Liam cheers just as loudly as he promised. Oliver grins happily, watching his sister with wonder in his eyes. Me too, bud.

By the end of it, my cheeks hurt from my uncontrollable beaming smile. I’m so goddamn proud of her, so lucky to call her mine.

So lucky that she calls me hers.

She bows and looks over at us, winking at her brothers and blowing a snarky little kiss that I know is all mine. I clench my hand a little tighter where her dark lipstick mark still lies.

It doesn’t matter how much distance there is right now, as long as she’ll have me, I’ll be right here. Waiting and cheering from the bleachers, if that’s what she needs.
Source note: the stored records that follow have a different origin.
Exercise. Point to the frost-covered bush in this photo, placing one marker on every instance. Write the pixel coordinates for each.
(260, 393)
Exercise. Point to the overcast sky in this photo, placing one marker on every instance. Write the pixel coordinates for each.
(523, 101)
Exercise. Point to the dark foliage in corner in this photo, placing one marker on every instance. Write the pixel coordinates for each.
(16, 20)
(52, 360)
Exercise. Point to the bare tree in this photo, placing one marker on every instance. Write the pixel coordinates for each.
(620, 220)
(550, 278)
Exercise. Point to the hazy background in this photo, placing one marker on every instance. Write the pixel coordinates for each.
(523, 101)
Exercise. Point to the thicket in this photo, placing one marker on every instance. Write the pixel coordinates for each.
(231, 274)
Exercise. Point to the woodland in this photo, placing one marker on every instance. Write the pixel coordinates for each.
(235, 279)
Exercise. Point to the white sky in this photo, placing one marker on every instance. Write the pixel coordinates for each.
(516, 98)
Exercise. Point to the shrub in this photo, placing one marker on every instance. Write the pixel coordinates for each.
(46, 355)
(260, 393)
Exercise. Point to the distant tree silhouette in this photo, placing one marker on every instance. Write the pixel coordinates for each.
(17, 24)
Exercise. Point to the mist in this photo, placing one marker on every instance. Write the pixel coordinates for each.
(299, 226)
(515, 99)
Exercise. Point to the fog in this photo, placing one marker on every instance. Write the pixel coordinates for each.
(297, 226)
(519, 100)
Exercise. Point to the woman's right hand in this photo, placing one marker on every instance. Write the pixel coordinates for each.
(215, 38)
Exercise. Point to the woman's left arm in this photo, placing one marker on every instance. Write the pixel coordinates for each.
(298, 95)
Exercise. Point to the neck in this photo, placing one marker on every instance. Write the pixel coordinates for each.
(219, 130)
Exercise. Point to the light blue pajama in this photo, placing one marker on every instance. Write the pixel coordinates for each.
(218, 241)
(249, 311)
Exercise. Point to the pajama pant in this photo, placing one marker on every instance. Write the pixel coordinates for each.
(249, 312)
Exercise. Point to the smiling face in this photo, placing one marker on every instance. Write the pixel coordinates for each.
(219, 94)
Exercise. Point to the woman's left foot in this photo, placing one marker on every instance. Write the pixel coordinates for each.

Another anxiety disappears overnight.

Kane isn’t just opting out of the Harvard game—Freddy apparently did some digging, as he hurried to inform me when I enter the Hockey House.

Toren Kane isn’t allowed to play at Harvard.

It took some intense scouring of the internet to find a video, as it seems someone tried to have it covered up. But there is a quick clip of the incident, shot on a shaking cellphone.

Someone says something taunting, spitting in his face. Kane grasps the kid’s cage and flings him off like an irritating insect, before entering some trance, easily seen with his helmet discarded. There’s a girl, a little redheaded Harvard student by the sweater she wears, sitting two rows from the glass, staring at him in that same wonder-filled way.

His teammate jerks on the collar of his jersey, pulling him out of the staring contest, and suddenly, he jerks forward and slams his glove against the glass.

“Get the fuck out of here!” he screams, and the already pale girl goes nearly white, standing and stumbling up the stairs to the exit, the boy next to her following blindly.

Still, Kane continues to wail on the glass for a moment before there’s a sound of shattering glass and the video cuts off.

“At least we won’t have to deal with him tomorrow,” Freddy says.

It’s a small gift, but I’ll happily take it.